Il tema dell’evasione è evidentemente uno dei topoi del racconto avventuroso: l’eroe dev’essere fatto prigioniero e fuggire, sconfiggendo così doppiamente il nemico col sottrarsi e insieme recargli beffa. Dove poi l’evasione acquista uno spazio narrativo più ampio o magari centrale, lo sviluppo prevede un personaggio vessato da qualche autorità ingiusta, rinchiuso in cella dietro muraglie inespugnabili oppure nascosto come Woronski in attesa di varcare i confini, e costretto perciò ai più incredibili sforzi d’ingegno per sfuggire — o almeno provarci. Dumas ne Il conte di Montecristo offre una delle più note letture di evasione (si perdoni il bisticcio) in chiave di romanzo; ma altri racconti, su vicende autentiche di fughe, non sono per ciò meno degni di riconoscimento letterario. Si pensi alle evasioni dei citati Cellini e Casanova, entrambe inscenate nella serie TV sulla base di irriverenti memoriali degli interessati — anzi il tema meriterebbe il varo di un’antologia apposita, dal sapore vagamente controculturale.

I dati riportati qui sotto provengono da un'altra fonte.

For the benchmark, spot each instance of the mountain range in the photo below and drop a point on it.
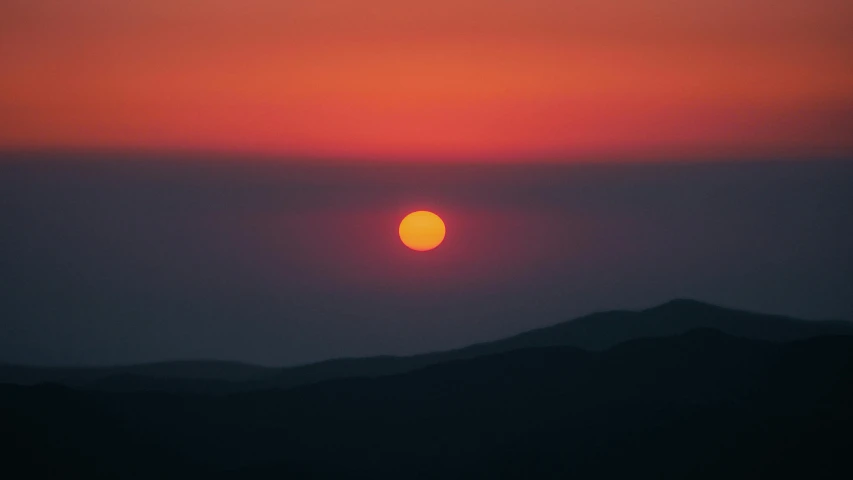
(598, 331)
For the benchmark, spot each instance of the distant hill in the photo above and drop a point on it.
(597, 331)
(699, 405)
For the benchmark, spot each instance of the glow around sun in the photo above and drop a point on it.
(422, 230)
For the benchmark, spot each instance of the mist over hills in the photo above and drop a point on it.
(596, 331)
(702, 404)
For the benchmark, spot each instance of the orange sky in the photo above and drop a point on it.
(402, 79)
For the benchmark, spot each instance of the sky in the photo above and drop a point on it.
(431, 80)
(143, 258)
(225, 179)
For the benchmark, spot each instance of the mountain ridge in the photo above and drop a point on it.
(595, 332)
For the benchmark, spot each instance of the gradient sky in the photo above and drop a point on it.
(117, 259)
(437, 79)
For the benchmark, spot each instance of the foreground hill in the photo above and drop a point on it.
(698, 405)
(592, 332)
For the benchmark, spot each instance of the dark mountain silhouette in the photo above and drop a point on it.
(592, 332)
(702, 405)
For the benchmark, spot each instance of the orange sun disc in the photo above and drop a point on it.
(422, 230)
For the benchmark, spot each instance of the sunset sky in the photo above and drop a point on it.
(439, 79)
(227, 178)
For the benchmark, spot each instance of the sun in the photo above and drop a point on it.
(422, 230)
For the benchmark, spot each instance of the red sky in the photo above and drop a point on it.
(437, 79)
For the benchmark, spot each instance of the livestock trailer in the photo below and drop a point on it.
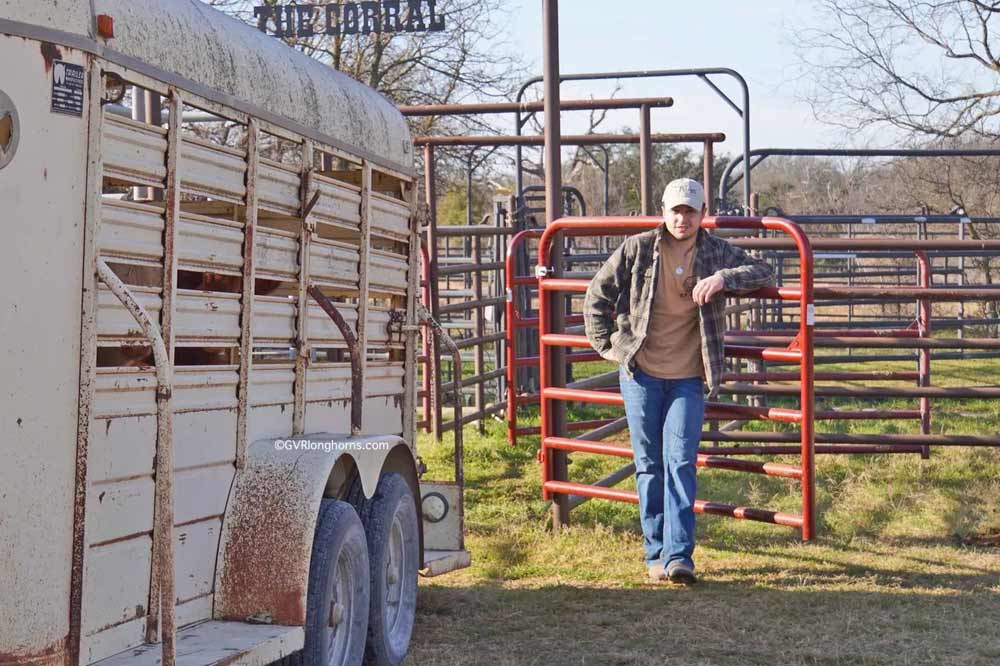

Tanto più che episodi del genere sarebbero parecchi, ben più di quanti di norma si immagini. La serie in questione saccheggiava la storia europea a partire dall’età tardoantica — l’episodio Lo schiavo gallico ispirato a Gregorio di Tours, sul salvataggio di un giovane prigioniero dalle mani dei Franchi — fino all’Ottocento: tredici avventure talora dai toni cupi, ma altrove condite di ironia. Tra quelle più drammatiche, la fuga del principe ungherese Ferenc II Rakoczi dalle mani degli imperiali che si apprestavano a fargli la festa (1701); tra le più bizzarre, la saga di tentate fughe dello scrittore francese Henri Masers de Latude, poi autore di famose Mémoires, e che aveva passato metà della vita in prigione per una piccola truffa giovanile ai danni della potentissima marchesa di Pompadour.
Dal 2010 la Yamato Video ha reso disponibile Le evasioni celebri (serie completa) in due cofanetti di dvd, che, se non offrono making of o altri dietrolequinte, sono di degna qualità e permettono un tuffo letteralmente in un altro mondo. Non solo nel senso accennato di un diverso modo di raccontare, o comunque di un interesse per la Storia oggi avvilito nella frequente rincorsa verso il basso delle “miniserie”. Ma anche nel fatto — stupefacente, a pensarci — che l’Europa dei primissimi anni Settanta tra tensioni sociali, eversione, lotta armata non temeva di celebrare in TV personaggi opposti ai poteri costituiti, di narrare le loro evasioni da strutture oppressive, di sbeffeggiare per tredici puntate altrettanti diversi governi della storia del continente e le loro gendarmerie. Cosa oggi abbastanza impensabile, almeno in un’Italia che cerca di costruire il consenso anche a colpi di continue serie TV su eroici corpi di polizia e santini accattivanti (e a ben vedere piuttosto irreligiosi) di ministri di culto.